Sa voix résonnante dans la nuit silencieuse aurait fait retourner n'importe qui, mais Edward et Angelina étaient dans leur petit monde à eux. À cet instant, Baz comprit finalement que s'il voulait que quelque chose d'aussi magique se passe entre lui et Simon, il fallait qu'il agisse. Simon l'avait surpris en faisant le premier pas avec ce texto. Maintenant, c'était à lui de faire le reste. Après tout, c'était leur dernière année à Watford, et il savait qu'il s'en voudrait à lui-même, pour toujours, s'il ne lui disait rien.
« Bon matin Baz! s'écria Simon.
-Hey salut Simon! Désolé de ne pas t'avoir invité à venir fêter mes dix-huit ans avec moi, hier soir, dit Baz un peu embarrassé. Je ne savais pas si tu aurais voulu, comme, disons, nous avons nos différences, ajouta-t-il. Mais ton texto m'a vraiment surpris.
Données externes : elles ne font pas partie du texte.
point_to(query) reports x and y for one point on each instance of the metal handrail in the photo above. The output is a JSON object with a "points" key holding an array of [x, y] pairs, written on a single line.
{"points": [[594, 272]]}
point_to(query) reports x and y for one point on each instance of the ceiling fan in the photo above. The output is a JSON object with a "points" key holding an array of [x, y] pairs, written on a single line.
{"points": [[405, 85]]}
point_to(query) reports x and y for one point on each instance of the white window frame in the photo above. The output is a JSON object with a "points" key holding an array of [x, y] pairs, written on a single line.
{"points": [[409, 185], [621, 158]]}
Pourquoi être aussi aimable envers moi, alors que je suis aussi chiant avec toi? demanda-t-il.
-Laisse faire le texto, répondit Simon, qui éclata dans un rire nerveux.
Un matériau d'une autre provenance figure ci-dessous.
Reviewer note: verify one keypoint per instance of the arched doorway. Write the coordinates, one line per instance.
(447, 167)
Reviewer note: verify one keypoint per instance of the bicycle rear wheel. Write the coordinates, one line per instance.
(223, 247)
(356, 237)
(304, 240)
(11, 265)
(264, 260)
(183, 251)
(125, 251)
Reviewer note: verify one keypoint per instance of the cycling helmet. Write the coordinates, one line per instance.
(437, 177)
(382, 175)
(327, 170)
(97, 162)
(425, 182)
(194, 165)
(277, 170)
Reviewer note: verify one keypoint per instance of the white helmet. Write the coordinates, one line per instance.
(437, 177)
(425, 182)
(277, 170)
-Nan, mais sérieusement, Simon.»
Baz prit une grande respiration avant de continuer. Son cœur battait la chamade. C'était maintenant ou jamais.
Il se tourna vers lui :
« Simon, est-ce-que je peux te dire quelque chose?
-Euh, oui, vas-y, répondit ce dernier, un peu curieux.
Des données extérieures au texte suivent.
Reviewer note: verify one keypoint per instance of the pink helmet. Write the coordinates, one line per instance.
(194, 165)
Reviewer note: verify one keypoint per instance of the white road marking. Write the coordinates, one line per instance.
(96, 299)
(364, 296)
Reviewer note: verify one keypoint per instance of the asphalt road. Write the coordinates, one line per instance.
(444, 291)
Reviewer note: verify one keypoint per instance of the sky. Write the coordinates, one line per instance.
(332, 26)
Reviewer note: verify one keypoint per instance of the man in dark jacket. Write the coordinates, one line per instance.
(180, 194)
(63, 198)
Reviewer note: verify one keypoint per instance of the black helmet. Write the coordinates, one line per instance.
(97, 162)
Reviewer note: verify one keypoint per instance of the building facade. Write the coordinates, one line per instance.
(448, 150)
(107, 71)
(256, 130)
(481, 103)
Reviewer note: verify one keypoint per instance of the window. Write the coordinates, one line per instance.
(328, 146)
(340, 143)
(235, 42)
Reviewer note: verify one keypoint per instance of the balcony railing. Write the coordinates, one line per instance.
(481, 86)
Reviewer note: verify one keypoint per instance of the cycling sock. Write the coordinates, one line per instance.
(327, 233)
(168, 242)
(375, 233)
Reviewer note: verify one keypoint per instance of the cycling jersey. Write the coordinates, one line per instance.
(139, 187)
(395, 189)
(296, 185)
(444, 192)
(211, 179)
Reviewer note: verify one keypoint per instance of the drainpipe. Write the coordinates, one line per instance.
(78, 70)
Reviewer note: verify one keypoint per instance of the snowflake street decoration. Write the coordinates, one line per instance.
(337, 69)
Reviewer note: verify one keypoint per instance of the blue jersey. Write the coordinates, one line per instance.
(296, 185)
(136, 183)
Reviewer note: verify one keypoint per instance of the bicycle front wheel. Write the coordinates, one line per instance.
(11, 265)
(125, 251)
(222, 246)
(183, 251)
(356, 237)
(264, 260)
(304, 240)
-J'espère que cela ne va rien changer entre nous et je ne sais pas si c'est réciproque, commença Baz. Mais ce que je sais, c'est que, Snow…Simon, je t'aime, déclara-t-il.
-Snow… Simon, je t'aime, répéta Simon, d'une petite voix, en baissant les yeux, afin de fuir le regard de Baz. Mais, aime ou aime aime? questionna-t-il.
-Aime aime, dit Baz.
-Oh. Moi aussi. Mais tu sembles toujours préoccupé et un peu froid, c'est pour ça que je ne t'ai jamais rien dit, avoua Simon, toujours les yeux baissés. J'ai pleuré plusieurs nuits, entre autre, à cause de cela.
-Tu plaisantes! s'exclama Baz. Je pensais que moi, je n'aurais jamais de chance avec toi. Toi, l'Élu, celui que tout le monde aime et admire. À vrai dire, je t'aime depuis sept ans. Alors, qu'allons-nous faire?
-Ah c'est longtemps ça! Nous pouvons commencer par mettre de côté nos différences, et passer plus de temps ensemble. Voir où ça nous mène, proposa Simon, avec un petit sourire.
-Ça me convient. Vraiment, accepta Baz, lui aussi avec un sourire.
-Bon, j'ai vraiment faim! dit Simon. Veux-tu descendre à la cantine avec moi? On peut s'asseoir ensemble, chose que nous n'avons jamais faite dans les sept ans que l'on se connaisse, fit remarquer Simon.
-Oui, ça serait superbe! acquiesça Baz.
Pendant qu'ils descendaient vers la cantine, Baz ne put s'empêcher de penser que les plus beaux yeux ont pleuré le plus de larmes.